According to a report by Check Point, the research team had detected a new malware known as FluHorse, whose goal is to target Android users and infiltrate devices. The malware poses as legitimate applications, with the goal being to trick users into downloading them to cause havoc and infect a device.
The malware mimics a wide range of applications, including banking apps, dating apps, and toll-collection apps. To reach the target devices, the threat actors use phishing emails that largely target some of the most sensitive entities, including government officials. The emails have been configured in a manner that tricks the recipient into believing that there is a sense of credibility in these emails.
After the malware has been installed, it seeks permission to obtain access to SMS messages to empower it to steal access to 2FA codes. The app keeps allowing the user to display a “system busy” message to alert the user. This allows the attacker to gain time to scan all the messages that have been sent on the platform.
“These malicious apps steal the victims’ credentials and Two-Factor Authentication (2FA) codes. FluHorse targets different sectors of Eastern Asian markets and is distributed via emails. In some cases, the emails used in the first stage of the attacks belong to high-profile entities. The malware can remain undetected for months, making it a persistent, dangerous, and hard-to-spot threat,” the Check Point research said.
The two fake apps that have been used in this campaign have garnered more than one million downloads each. This shows that the extent of damage is severe, and it might have affected many Android users.
Malicious apps include banking apps
One of the apps that have been mimicked in this exploit is the “ETC” toll collection application, and it targets users in Taiwan. The other one has also impersonated the “VPBank Neo” banking application.
This banking app targets users based in Vietnam. The applications copy the exact layout of the original apps, but there are some slight differences that are observed between the two. The malicious players behind the attack focus on the similarities between these apps to guarantee that the victim will not be alarmed.
These malicious apps will also urge the victim users to provide their credentials and a variety of credit card details. Thereafter, the users will have access to the OTPs or the two-factor authentication codes that will empower the threat actor and allow them to successfully complete the payment of the victim and the login details.

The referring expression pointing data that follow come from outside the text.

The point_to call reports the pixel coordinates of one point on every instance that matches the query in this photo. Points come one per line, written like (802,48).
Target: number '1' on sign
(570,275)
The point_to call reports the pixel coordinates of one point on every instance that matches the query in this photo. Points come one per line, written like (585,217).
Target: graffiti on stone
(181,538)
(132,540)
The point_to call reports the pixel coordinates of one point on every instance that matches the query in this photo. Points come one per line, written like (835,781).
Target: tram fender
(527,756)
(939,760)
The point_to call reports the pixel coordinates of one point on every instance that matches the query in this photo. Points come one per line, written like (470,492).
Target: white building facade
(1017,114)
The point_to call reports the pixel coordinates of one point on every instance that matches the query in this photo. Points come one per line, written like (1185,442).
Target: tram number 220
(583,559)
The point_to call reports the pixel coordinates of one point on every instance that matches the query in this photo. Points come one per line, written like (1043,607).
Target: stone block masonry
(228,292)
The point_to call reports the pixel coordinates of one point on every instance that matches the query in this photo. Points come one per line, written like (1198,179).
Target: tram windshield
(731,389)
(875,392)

These details will be exploited by the threat actor despite the user setting up a 2FA on legitimate apps. The malware activity in his case dates back to May last year, which shows the likelihood of the FluHorse malware escaping detection for around one year.
The researchers have attributed the less complicated structure of this malware to the reason why it has avoided detection, and it remains to be exploited and causing harm to Android users. Research by Check Point has said that users must avoid downloading malicious apps by ensuring their devices are secure using robust antimalware.
It is not the first time that Android devices have been targeted by malicious apps. Researchers have previously said that the Google Play Store contains some malicious apps that, if installed, could cause significant harm to users.
Google usually takes down these apps when they are reported or as soon as they are detected. However, by the time they are taken down, they have already caused significant damage to the users.